Hide table of contents

Net Promoter Score is a widely used method for determining consumer satisfaction, asking “How likely is it that you would recommend [brand] to a friend or colleague?” and the response is (usually) a number between 0 and 10. However, instead of an average, the aggregate score is a complex nonlinear function of the results. CEA has moved away from this complex function in favor of just simply taking the arithmetic mean. Briefly, this is because the results don’t replicate, NPS is not empirically supported, it requires larger sample sizes, and it violates survey best practices.

Summary

  1. NPS is widely used, but the research has failed to replicate, even when the replication was using the originally published data set (!).
  2. Measures of satisfaction are more predictive than NPS of outcomes such as firm growth and whether the respondent actually recommends the product to others.
  3. The American Customer Satisfaction Index is an alternative which has stronger empirical grounding, as well as a huge number of publicly available benchmarks. It uses 3 questions, on a 10 point scale, whose scores are averaged and normalized to a 0-100 scale:[1]
    1. What is your overall satisfaction with X?
    2. To what extent has X met your expectations?
    3. How well did X compare with the ideal (type of offering)?
  4. CEA mostly still asks the NPS question, but switched to taking the arithmetic mean of the results. We call this the “likelihood to recommend” (LTR).[2]

More information

  1. NPS was introduced in 2003 with the claim that it was the best predictor of growth across a data set of companies. This data set was small and subject to p-hacking. The raw data has not been published (including, ironically, the pieces the author says should always be published when reporting NPS scores). The original research methodology was:

“We then obtained a purchase history for each person surveyed and asked those people to name specific instances in which they had referred someone else to the company in question… The data allowed us to determine which survey questions had the strongest statistical correlation with repeat purchases or referrals….
One question was best for most industries. “How likely is it that you would recommend [company X] to a friend or colleague?” ranked first or second in 11 of the 14 cases studies”[3]

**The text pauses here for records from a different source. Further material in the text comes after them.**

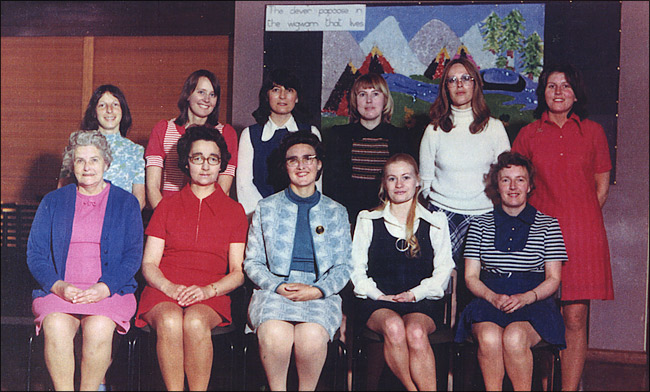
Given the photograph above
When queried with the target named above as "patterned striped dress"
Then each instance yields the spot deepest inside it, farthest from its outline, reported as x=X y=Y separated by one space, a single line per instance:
x=512 y=263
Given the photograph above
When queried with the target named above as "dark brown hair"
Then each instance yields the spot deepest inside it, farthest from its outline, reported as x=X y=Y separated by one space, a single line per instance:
x=188 y=89
x=440 y=112
x=507 y=159
x=200 y=132
x=574 y=78
x=90 y=121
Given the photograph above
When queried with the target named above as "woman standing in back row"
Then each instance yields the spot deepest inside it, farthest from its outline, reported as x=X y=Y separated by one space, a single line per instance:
x=198 y=105
x=457 y=150
x=573 y=163
x=280 y=112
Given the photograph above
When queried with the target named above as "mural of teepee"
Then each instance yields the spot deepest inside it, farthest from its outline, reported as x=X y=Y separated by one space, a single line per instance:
x=375 y=62
x=434 y=70
x=337 y=103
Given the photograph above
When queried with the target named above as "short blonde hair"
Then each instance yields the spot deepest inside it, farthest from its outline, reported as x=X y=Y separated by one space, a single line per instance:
x=376 y=81
x=80 y=139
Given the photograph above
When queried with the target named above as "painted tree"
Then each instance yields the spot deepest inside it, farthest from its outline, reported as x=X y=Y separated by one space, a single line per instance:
x=532 y=55
x=513 y=26
x=491 y=30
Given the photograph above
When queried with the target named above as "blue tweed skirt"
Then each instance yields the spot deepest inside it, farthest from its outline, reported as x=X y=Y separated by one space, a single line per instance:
x=268 y=305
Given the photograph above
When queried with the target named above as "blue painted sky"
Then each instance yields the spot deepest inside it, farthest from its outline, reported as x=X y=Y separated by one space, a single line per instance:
x=458 y=17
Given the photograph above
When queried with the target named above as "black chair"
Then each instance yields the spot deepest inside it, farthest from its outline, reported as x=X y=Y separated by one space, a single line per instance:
x=226 y=334
x=35 y=341
x=542 y=351
x=367 y=351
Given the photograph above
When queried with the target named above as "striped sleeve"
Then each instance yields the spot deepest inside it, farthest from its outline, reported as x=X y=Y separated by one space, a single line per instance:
x=554 y=249
x=474 y=238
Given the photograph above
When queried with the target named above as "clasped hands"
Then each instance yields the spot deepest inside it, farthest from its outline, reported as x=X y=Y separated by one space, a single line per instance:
x=74 y=294
x=188 y=295
x=509 y=303
x=405 y=296
x=299 y=291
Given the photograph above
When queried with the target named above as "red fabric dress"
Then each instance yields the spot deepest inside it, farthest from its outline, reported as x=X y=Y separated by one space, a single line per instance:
x=197 y=235
x=566 y=160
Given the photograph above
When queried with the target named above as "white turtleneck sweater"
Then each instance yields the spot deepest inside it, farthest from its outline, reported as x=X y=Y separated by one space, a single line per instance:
x=452 y=164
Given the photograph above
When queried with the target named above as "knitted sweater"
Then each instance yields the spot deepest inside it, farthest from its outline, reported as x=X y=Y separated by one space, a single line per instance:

  1. Replication attempts (including ones which reverse engineered the original data set from published scatterplots) have failed to find significant predictive value from NPS. A wide variety of alternative statistical methods exist, some of which have stronger empirical grounding.
    1. Notably, NPS is worse at predicting whether the respondent will actually recommend the product.
  2. Replication attempts find alternate definitions of the NPS scale to be more predictive than the commonly used one, even if the question is kept the same (e.g. using a 7 point scale).
  3. The weird way NPS is calculated means that it requires substantially larger sample sizes.
  4. The NPS question disagrees with commonly accepted best practices in survey design (e.g. using an 11-point scale instead of a 5-point one).
  5. There doesn’t seem to be any particular reason to think that NPS is good, apart from it being widely used.
  6. So if it’s so terrible, why does everyone use it? This Wall Street Journal article implies that it is used precisely because it’s so easy to manipulate: “Out of all the mentions the Journal tracked on earnings calls, no executive has ever said the score declined.”[4]

Further Reading

  1. https://www.van-haaften.nl/images/documents/pdf/Measuring%20customer%20satisfaction%20and%20loyalty.pdf
  2. https://www.researchgate.net/publication/228660597_A_Longitudinal_Examination_of_Net_Promoter_and_Firm_Revenue_Growth
  3. https://www.researchgate.net/publication/239630908_The_Value_of_Different_Customer_Satisfaction_and_Loyalty_Metrics_in_Predicting_Customer_Retention_Recommendation_and_Share-of-Wallet
  4. https://community.verint.com/b/customer-engagement/posts/acsi-american-customer-satisfaction-index-score-its-calculation
  5. https://www.jmir.org/2008/1/e4/
  6. https://en.wikipedia.org/wiki/American_Customer_Satisfaction_Index
  7. https://pubsonline.informs.org/doi/10.1287/mksc.1070.0292
  8. http://www.tsisurveys.com/morgan-rego.pdf
  9. https://www.van-haaften.nl/images/documents/pdf/Measuring%20customer%20satisfaction%20and%20loyalty.pdf
  1. ^

    (Note: different sources seem to use slightly different wording and I’m not sure what the “official” wording is because it’s proprietary. Also, the official version uses a proprietary weighting of these three questions but people online seem to think the weights are approximately equal.)

  2. ^

    We usually do this because we don’t want to take people’s time up by asking three questions. I haven’t done a very rigorous analysis of the trade-offs here though, and it could be that we are making a mistake and should use ACSI instead.

  3. ^

    “ranked first or second in 11 of the 14 cases studies” should already be setting off alarm bells

  4. ^

    Of course, this doesn’t explain why investors allow executives to tie their compensation to easily hackable metrics.

Comments7


Sorted by Click to highlight new comments since:

Cool! Glad to see this, I've been harping on about the NPS for some time (1, 2, 3, 4).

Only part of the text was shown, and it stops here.